As a consequence, if A is zero (fully transparent) then to be a valid RGBA
four-tuple, the R, G and B values must also be zero.RGBA(0.4, 1.0, 0.8, 0.5)
.Philosophically, this comes down to whether you believe “transparent red” and “transparent blue” are distinguishable colors (the NPA model) or whether every completely invisible color is effectively the same “just transparent” color (the PA model).
Computationally, there are good reasons to use PA (e.g. the blending formula
for the ubiquitous Porter-Duff over operator is
simpler
and therefore often faster; interpolating “transparent red” doesn’t
suprisingly recreate any
red;
invalid four-tuples can be
re-purposed
the way the standard read
function returns “the number of bytes read” in a
signed integer but negative values are re-purposed for error codes) and there
are good reasons to use NPA (e.g. NPA’s colors are a superset of PA’s, so a
round trip PA to NPA to PA conversion is ‘lossless’, ignoring truncation
errors, but not vice versa; there are no invalid four-tuples).
My point isn’t that there’s one ‘right’ answer. There’s only trade-offs. However:
The PNG file format specification is clear and exemplary. Section 6.2 Alpha representation explicitly says “PNG does not use premultiplied alpha”. The emphasis is in the original text.
The widely used Cairo graphics library also
starts well. The CAIRO_FORMAT_ARGB32
documentation explicitly says “Pre-multiplied alpha is used. (That is, 50%
transparent red is 0x80800000, not 0x80ff0000.)”
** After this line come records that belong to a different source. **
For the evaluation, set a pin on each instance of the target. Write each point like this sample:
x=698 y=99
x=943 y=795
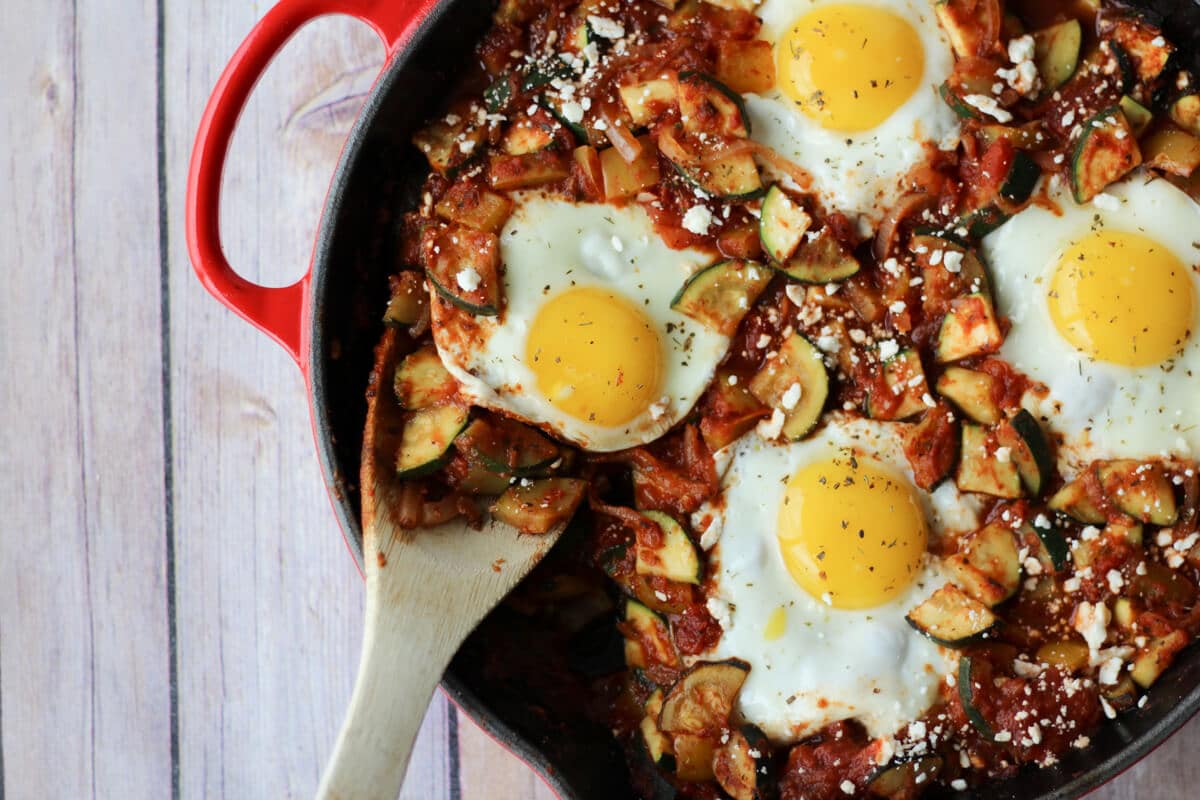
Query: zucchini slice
x=1105 y=151
x=463 y=265
x=719 y=296
x=905 y=380
x=1029 y=449
x=1023 y=176
x=967 y=689
x=730 y=178
x=1140 y=489
x=797 y=364
x=421 y=380
x=951 y=618
x=1158 y=655
x=426 y=440
x=676 y=558
x=701 y=701
x=658 y=745
x=904 y=777
x=742 y=765
x=647 y=638
x=1074 y=501
x=1185 y=112
x=409 y=300
x=781 y=224
x=988 y=567
x=982 y=470
x=541 y=505
x=969 y=329
x=707 y=106
x=820 y=259
x=1056 y=53
x=509 y=447
x=972 y=392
The four values packed into the 8-hexadecimal-digit number here are listed in a different order (ARGB) because of CPU endianness and other reasons, which is a interesting topic but tangential to this blog post.
However, the
cairo_set_source_rgba
documentation is not as clear. It just says that the alpha
function argument
is the “alpha component of color”, without clarifying PA vs NPA.
Even though CAIRO_FORMAT_ARGB32
uses premultiplied alpha, it turns out (see
§ below) that cairo_set_source_rgba
uses non-premultiplied alpha. The
discrepancy is unfortunate, but also impossible to fix (in a backwards
compatible way) by changing the semantics of existing cairo API names and
functions, only by adding new API.
Cairo’s docs can be easily amended (and new API could be added, less easily), but the general documentation lesson remains. “Alpha” or “RGBA” by itself is ambiguous. Strive to be clearer.
Over a decade ago, when I worked on Go’s standard
library, I named the standard image/color
types
RGBA
and
NRGBA
. These are distinct types and
the less-recommended but still-supported one has an “N” in its name to denote
NPA. However, in hindsight, I made the mistake of naming the PA flavor just
RGBA
. There has been multiple cases over the years where people were confused
(and filed bugs) because they tried to interchange Go’s RGBA
with some other
library’s RGBA
(both types have the same name!), without realizing that the
former is PA and the latter is NPA.
With the wisdom of that hindsight, more recently in
Wuffs, I’ve named the corresponding concepts
RGBA_PREMUL
and RGBA_NONPREMUL
. The important point is that there is no
bare RGBA
name. Hopefully anyone trying to interop with some other library’s
RGBA
concept will have to stop and think about which of PREMUL
or
NONPREMUL
they need, instead of defaulting to the (possibly incorrect)
RGBA
.
A general API design lesson: if FOO
is a widely used but ambiguous term,
with two flavors X
and Y
, consider FOO_X
and FOO_Y
names instead of
FOO
and FOO_Y
, even if the X
flavor is more popular. Users of your API
can often alias FOO
for FOO_X
if they really want a shorter name.
Cairo also provides a cairo_surface_write_to_png
to encode an in-memory pixel
buffer in the PNG file format. That’s a relatively high level API function (a
one liner) but you can also integrate Cairo’s lower level API functions with
the libpng API functions.
www.lemoda.net/c/cairo-to-png/ is one
example of doing that, also serving as a relatively simple “hello world”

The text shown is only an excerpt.